Scorse nella vetrina un’ombra scura e ingobbita. Si fermò, e anche l’ombra arrestò il passo. Evaristo aggiustò il giaccone e il suo doppio fece lo stesso gesto: “Quell’uomo con il volto irsuto e gli occhi infossati non sono io” pensò. “Sono lontano, distaccato, sono tutto il contrario di me. Non mi sento me stesso”. Evaristo aveva bisogno di tornare a riconoscersi: un padre ha comunque il dovere di stare vicino alla propria figlia.

Aspettò Lucia fino a tardi per dirle: «Portalo pure a vivere in casa. Preferisco averti sotto gli occhi, anziché stare sempre in pensiero. E dobbiamo trovare un modo per dirlo a tua madre».

I primi giorni in casa furono curiosi. Skander stupì tutti per l’abilità con la quale riuscì a montare da solo il nuovo letto matrimoniale, acquistato con i propri soldi e destinato alla camera di Lucia. Alla loro nuova camera.

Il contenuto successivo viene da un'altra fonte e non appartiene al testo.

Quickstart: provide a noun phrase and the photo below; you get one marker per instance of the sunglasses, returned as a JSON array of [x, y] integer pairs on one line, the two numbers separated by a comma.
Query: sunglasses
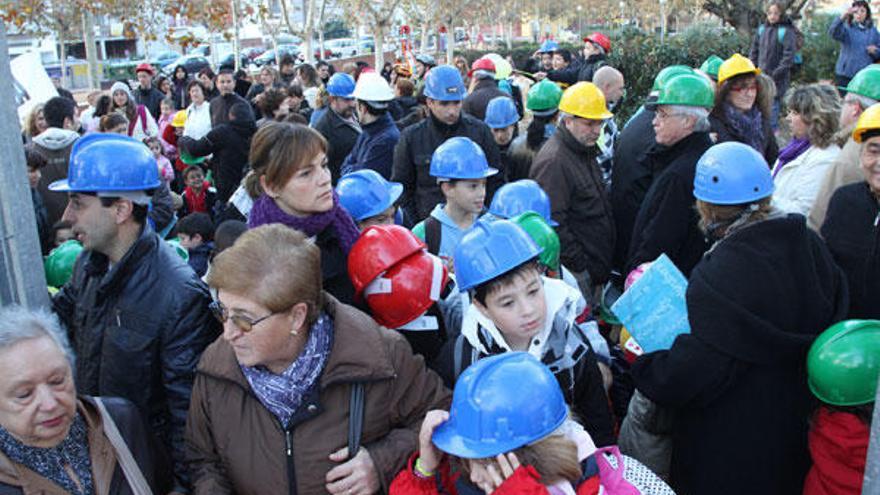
[[243, 322]]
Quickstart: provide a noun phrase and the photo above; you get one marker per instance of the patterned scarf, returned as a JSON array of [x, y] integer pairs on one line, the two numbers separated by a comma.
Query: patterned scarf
[[266, 211], [283, 394], [749, 126], [50, 463]]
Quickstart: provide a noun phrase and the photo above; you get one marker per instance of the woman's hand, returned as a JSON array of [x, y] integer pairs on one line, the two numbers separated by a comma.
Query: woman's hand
[[355, 477], [429, 456]]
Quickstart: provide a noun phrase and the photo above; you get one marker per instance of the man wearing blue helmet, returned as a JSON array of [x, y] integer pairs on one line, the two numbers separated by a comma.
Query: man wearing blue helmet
[[137, 313], [338, 125], [444, 91]]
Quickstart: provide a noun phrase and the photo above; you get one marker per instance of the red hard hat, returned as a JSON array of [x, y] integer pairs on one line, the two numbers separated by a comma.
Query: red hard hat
[[407, 290], [601, 40], [377, 249], [144, 67], [482, 63]]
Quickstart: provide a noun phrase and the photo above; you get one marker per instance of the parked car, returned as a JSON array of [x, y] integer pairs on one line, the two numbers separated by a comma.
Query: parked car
[[192, 63]]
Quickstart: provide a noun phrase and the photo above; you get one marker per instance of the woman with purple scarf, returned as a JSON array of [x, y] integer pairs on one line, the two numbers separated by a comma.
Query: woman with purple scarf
[[290, 184], [813, 116], [744, 107]]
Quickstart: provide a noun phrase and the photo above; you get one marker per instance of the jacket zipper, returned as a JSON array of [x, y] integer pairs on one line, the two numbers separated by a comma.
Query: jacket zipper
[[291, 472]]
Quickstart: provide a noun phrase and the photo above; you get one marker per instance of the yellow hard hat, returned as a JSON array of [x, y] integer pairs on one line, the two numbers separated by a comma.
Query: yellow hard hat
[[585, 100], [868, 121], [179, 119], [734, 66]]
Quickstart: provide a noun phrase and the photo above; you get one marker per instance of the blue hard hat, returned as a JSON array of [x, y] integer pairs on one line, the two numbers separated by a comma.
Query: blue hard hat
[[341, 85], [491, 249], [460, 158], [443, 83], [501, 112], [366, 193], [521, 196], [732, 173], [109, 162], [548, 46], [501, 403]]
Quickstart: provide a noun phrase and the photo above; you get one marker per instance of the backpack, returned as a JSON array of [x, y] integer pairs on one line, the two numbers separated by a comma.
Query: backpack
[[798, 42]]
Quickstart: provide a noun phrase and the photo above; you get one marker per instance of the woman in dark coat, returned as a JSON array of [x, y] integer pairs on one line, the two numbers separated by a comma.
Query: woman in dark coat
[[737, 382], [291, 185]]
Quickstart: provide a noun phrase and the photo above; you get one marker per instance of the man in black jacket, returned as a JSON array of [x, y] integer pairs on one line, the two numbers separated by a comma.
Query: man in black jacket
[[444, 90], [137, 314], [230, 144], [667, 221]]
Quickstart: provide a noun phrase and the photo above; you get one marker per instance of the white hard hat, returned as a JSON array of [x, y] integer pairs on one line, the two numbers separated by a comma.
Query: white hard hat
[[373, 89]]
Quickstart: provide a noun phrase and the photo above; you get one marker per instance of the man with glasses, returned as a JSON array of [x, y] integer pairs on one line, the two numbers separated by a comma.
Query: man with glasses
[[862, 92], [137, 314], [667, 221]]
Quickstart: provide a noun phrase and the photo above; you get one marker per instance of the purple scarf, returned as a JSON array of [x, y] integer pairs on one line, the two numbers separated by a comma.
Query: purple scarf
[[265, 211], [792, 150]]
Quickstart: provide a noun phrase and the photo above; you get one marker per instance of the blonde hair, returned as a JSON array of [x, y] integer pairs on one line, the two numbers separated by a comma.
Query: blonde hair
[[279, 150], [276, 266], [819, 107]]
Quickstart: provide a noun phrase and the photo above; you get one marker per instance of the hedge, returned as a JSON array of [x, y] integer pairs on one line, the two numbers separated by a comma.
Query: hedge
[[640, 55]]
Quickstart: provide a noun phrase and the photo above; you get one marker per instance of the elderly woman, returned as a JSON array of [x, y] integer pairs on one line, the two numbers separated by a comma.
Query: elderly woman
[[141, 123], [755, 302], [813, 116], [744, 107], [51, 440], [299, 378], [290, 184]]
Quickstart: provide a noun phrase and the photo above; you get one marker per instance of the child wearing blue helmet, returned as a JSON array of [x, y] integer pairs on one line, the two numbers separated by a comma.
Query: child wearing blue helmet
[[515, 308], [461, 169], [509, 432]]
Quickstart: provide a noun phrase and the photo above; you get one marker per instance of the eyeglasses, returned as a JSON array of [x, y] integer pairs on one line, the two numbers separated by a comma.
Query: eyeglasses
[[243, 322], [741, 88]]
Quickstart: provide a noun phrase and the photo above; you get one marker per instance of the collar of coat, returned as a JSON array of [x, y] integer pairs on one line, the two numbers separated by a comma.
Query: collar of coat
[[355, 355]]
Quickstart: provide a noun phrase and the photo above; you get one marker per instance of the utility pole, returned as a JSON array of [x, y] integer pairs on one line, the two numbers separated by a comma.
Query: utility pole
[[22, 280]]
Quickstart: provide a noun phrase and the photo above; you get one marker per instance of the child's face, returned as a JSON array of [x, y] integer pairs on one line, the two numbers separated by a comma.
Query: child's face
[[467, 194], [384, 218], [190, 241], [195, 179], [518, 309], [34, 176], [62, 236], [155, 148]]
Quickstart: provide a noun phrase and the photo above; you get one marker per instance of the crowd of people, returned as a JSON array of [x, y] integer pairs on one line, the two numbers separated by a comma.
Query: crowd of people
[[401, 280]]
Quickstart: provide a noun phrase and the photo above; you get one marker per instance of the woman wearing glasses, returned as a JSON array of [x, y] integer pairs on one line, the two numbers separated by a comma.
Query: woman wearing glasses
[[744, 106], [272, 407]]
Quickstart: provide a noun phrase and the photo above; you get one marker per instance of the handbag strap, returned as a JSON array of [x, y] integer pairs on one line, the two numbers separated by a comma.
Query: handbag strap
[[355, 419], [132, 471]]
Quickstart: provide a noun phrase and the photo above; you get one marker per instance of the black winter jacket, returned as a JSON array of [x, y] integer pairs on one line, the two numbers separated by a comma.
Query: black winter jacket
[[230, 143], [738, 381], [667, 221], [412, 160], [477, 101], [137, 330], [341, 136], [632, 179], [852, 233]]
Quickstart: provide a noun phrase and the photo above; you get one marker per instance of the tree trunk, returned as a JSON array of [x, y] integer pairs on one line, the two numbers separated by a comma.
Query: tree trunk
[[91, 48]]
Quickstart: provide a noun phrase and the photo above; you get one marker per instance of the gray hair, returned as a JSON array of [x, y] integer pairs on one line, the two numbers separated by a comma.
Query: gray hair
[[701, 115], [18, 324]]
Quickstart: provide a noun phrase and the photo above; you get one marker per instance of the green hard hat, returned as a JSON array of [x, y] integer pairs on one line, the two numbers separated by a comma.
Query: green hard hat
[[688, 90], [544, 236], [180, 250], [668, 73], [711, 66], [844, 362], [866, 82], [543, 97], [59, 264]]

«Tutto questo lo fa apposta per mostrarci che noi due non siamo capaci nemmeno a piantare un chiodo nel muro» confidò il padre a Gabriele.

«Sarebbe la pura verità, papà» ironizzò il ragazzo. «Però vedo che mia sorella ha ripreso il liceo. Skander l’accompagna in bicicletta ogni mattina e al pomeriggio la va a riprendere».

«Questo è vero. Ha lasciato anche quelle strane frequentazioni» commentò Evaristo «ma non riesco a liberarmi dal sospetto che Skander faccia tutto questo per circuirla: ha bisogno di sistemarsi. Spero solo che si mostri per quello che è veramente, prima che Lucia prenda qualche decisione seria».

«Dici che fa tutto questo per poterla sposare e prendersi i documenti?» chiese perplesso Gabriele.

Controllare la situazione era più forte di Evaristo. Una sera Skander attraversò il salotto, per prendere qualcosa nel frigo e tornare su.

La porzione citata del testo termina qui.